Все вызывает страх? Посмотрите, как реагирует на это один из величайших мечтателей, склонных к прогулкам, представитель озерно-земледельческой цивилизации, пророк растительной жизни; послушайте Жан-Жака Руссо:
Там карьеры, бездны, кузницы, печи, «убранство», состоящее из наковален, молотов, дыма и огня, сменяется милыми образами полевых работ. Эти изнуренные лица несчастных, изнемогающих от смрадных испарений, черные кузнецы, отвратительные циклопы являют собой картину рудников в земном лоне, сменяющуюся на поверхности земли картиной зелени и цветов, лазурного неба, влюбленных пастухов и крепко сбитых хлебопашцев[163].
Чтобы описать ужасы рудника, Руссо не спускался под землю: с него хватило кузницы, свидетельства детского ужаса. Для Руссо кузница – это логово чудовищного циклопа, конура черного человека, человека с черным молотом. Не сравнивают ли грезы Руссо в непрестанных «хороших» и «дурных» осмыслениях громадную и грубую кузнечную кувалду с белым полированным молоточком, с таким немужественным молоточком часовщика?

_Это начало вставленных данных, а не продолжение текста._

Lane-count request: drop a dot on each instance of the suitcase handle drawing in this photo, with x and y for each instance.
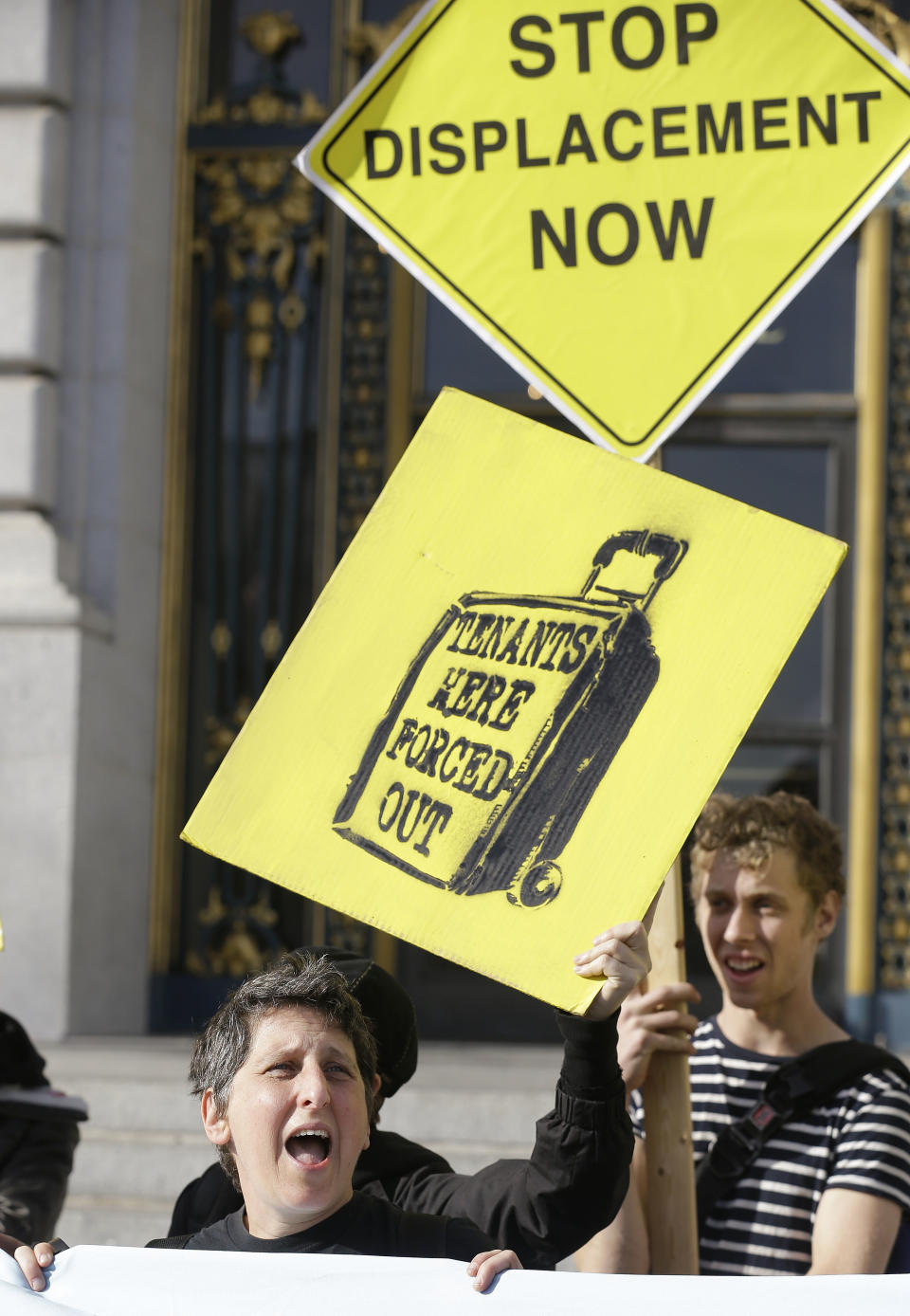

Похоже, что в «Западне» Золя стремится сделать этот контраст ощутимым. Полыханию кузницы и «размеренному грохоту кузнечных инструментов» он противопоставляет «часовщика, опрятно выглядевшего господина в сюртуке, непрестанно копошившегося в наручных часах мельчайшими инструментами на столе, где под стеклом дремали какие-то изысканные вещицы» (р. 171, см. также р. 204).